Des tests pour capter un nouvel utilisateur
Le comparateur LesFurets.com a lancé une application intégrée à ChatGPT permettant d'obtenir, en quelques questions, une première estimation tarifaire avant de rediriger l'internaute vers le site pour finaliser le parcours. April a suivi en intégrant son service April Moto dans l'interface conversationnelle pour fournir un tarif personnalisé « sans formulaire complexe ». La Maif, pour sa part, propose une simulation d'assurance vélo et une évaluation de l'exposition aux risques climatiques selon l'adresse renseignée dans l'environnement ChatGPT.
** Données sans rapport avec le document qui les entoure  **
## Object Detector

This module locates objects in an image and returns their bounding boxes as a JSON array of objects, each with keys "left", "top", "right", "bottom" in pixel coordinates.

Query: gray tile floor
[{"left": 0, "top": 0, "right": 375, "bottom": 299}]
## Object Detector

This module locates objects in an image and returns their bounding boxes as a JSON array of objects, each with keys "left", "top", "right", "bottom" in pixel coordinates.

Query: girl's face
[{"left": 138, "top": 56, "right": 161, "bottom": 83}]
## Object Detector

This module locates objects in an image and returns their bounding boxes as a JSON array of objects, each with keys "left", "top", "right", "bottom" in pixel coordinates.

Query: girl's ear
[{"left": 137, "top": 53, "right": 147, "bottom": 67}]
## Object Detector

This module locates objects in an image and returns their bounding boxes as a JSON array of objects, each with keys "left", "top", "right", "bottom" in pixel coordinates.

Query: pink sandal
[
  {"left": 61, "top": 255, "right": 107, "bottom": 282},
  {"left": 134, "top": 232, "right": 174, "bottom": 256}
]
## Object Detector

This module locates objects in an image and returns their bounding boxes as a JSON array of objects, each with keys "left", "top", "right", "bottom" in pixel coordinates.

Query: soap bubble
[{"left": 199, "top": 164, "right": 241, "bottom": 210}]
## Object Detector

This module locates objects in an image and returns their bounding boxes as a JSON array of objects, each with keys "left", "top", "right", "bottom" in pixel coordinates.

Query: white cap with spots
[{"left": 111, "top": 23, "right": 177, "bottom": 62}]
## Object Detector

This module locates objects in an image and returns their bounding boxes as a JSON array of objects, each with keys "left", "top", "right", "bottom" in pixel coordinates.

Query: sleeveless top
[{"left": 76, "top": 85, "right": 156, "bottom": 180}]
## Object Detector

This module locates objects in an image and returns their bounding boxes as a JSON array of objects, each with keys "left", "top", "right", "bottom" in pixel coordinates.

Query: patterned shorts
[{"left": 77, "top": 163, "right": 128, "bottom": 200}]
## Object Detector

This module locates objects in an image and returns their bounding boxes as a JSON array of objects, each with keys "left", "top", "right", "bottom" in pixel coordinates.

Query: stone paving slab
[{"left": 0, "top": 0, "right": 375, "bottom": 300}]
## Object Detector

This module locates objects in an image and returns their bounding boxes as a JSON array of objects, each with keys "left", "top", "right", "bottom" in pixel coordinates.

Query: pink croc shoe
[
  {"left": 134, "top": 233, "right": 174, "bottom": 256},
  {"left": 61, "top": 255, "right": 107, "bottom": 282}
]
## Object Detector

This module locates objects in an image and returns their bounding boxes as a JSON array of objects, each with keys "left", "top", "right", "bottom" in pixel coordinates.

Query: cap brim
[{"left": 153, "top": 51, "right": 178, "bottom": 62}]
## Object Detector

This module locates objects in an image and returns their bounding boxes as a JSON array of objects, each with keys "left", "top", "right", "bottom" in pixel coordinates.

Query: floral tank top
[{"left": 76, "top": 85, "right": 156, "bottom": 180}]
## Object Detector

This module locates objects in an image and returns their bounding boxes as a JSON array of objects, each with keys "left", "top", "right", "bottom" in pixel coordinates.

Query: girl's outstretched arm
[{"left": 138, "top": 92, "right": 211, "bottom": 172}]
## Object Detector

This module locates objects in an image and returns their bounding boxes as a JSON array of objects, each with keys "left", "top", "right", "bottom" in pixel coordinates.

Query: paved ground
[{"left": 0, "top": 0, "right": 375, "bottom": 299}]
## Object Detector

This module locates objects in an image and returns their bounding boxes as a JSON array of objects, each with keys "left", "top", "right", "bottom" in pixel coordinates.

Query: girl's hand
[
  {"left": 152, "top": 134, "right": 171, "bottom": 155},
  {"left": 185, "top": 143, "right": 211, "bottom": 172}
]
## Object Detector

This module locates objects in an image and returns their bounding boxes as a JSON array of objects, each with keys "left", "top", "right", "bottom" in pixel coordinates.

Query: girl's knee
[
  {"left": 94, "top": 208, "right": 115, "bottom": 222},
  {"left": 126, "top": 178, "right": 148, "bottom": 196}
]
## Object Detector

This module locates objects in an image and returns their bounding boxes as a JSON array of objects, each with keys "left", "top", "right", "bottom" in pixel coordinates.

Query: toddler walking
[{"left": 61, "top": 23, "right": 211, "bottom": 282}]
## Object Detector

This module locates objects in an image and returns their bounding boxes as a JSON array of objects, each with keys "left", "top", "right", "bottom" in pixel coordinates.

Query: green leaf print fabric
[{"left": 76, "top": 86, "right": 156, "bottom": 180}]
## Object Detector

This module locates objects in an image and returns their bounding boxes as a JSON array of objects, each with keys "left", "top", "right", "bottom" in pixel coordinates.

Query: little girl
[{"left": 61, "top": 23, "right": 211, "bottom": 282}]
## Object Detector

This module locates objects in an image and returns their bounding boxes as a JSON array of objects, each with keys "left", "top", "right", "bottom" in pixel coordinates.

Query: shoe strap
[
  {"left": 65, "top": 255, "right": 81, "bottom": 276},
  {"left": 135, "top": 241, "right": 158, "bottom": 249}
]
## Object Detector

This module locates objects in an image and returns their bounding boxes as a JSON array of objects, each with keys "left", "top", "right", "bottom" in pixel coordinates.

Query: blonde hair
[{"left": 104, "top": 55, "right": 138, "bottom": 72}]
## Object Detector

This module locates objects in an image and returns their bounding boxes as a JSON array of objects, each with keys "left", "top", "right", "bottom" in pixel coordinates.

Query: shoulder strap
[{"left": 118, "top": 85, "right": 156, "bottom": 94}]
« 40 à 50 % de la population a déjà utilisé un LLM et dans ce chiffre, à peu près 70 % l'utilise toutes les semaines et 20 à 30 % tous les jours. [...] Nous avons donc un nouveau canal qui émerge très vite et sur lequel nous devons être très présent et très visible »
La généralisation de ces dispositifs repose sur la promesse de gains de productivité et d'une plus grande visibilité auprès d'utilisateurs acclimatés aux interfaces conversationnelles. Les parcours s'en trouvent allégés : quelques questions suffisent à fournir une fourchette tarifaire, sans les formulaires classiques des sites web.
Enjeux pour la relation client et la conformité
La transformation soulève toutefois plusieurs interrogations pratiques et réglementaires. D'une part, la qualité du conseil et la complétude des informations délivrées via un chatbot doivent être garanties : un premier tarif ne remplace pas toujours le diagnostic individuel nécessaire au bon adéquation du produit. D'autre part, l'usage de LLM implique des risques liés à la protection des données, à la traçabilité des réponses et à la responsabilité en cas d'erreur d'information.
- Distribution : nouveau canal complémentaire aux sites et courtiers traditionnels.
- Expérience client : réponse rapide, parcours simplifié, moindre friction.
- Risque réglementaire : conformité, information précontractuelle, protection des données.
Pour l'instant, les initiatives visibles portent sur des produits simples (automobile, deux-roues, vélo, multirisque habitation, santé) et sur des premières estimations. Elles montrent une volonté d'expérimentation mais pas encore l'automatisation complète d'actes à risque élevé, comme la souscription finale sans intervention humaine.
Conséquences sectorielles
À court terme, les acteurs qui s'implantent tôt dans cet espace espèrent capter du trafic et convertir des prospects par la facilité d'accès à l'information. À moyen terme, l'usage généralisé des LLM exigera des réponses de la part des autorités de supervision et des codes de bonne conduite pour encadrer la qualité du conseil automatique et la gestion des données sensibles.
La course au déploiement se déroule donc à l'intersection de la recherche d'efficacité commerciale et de la nécessité de maintenir la confiance client. Les prochains mois seront révélateurs : il faudra observer si ces outils augmentent réellement la conversion tout en offrant une information conforme et sécurisée, ou s'ils restent un simple canal d'entrée qui renvoie vers des parcours humains pour les décisions finales.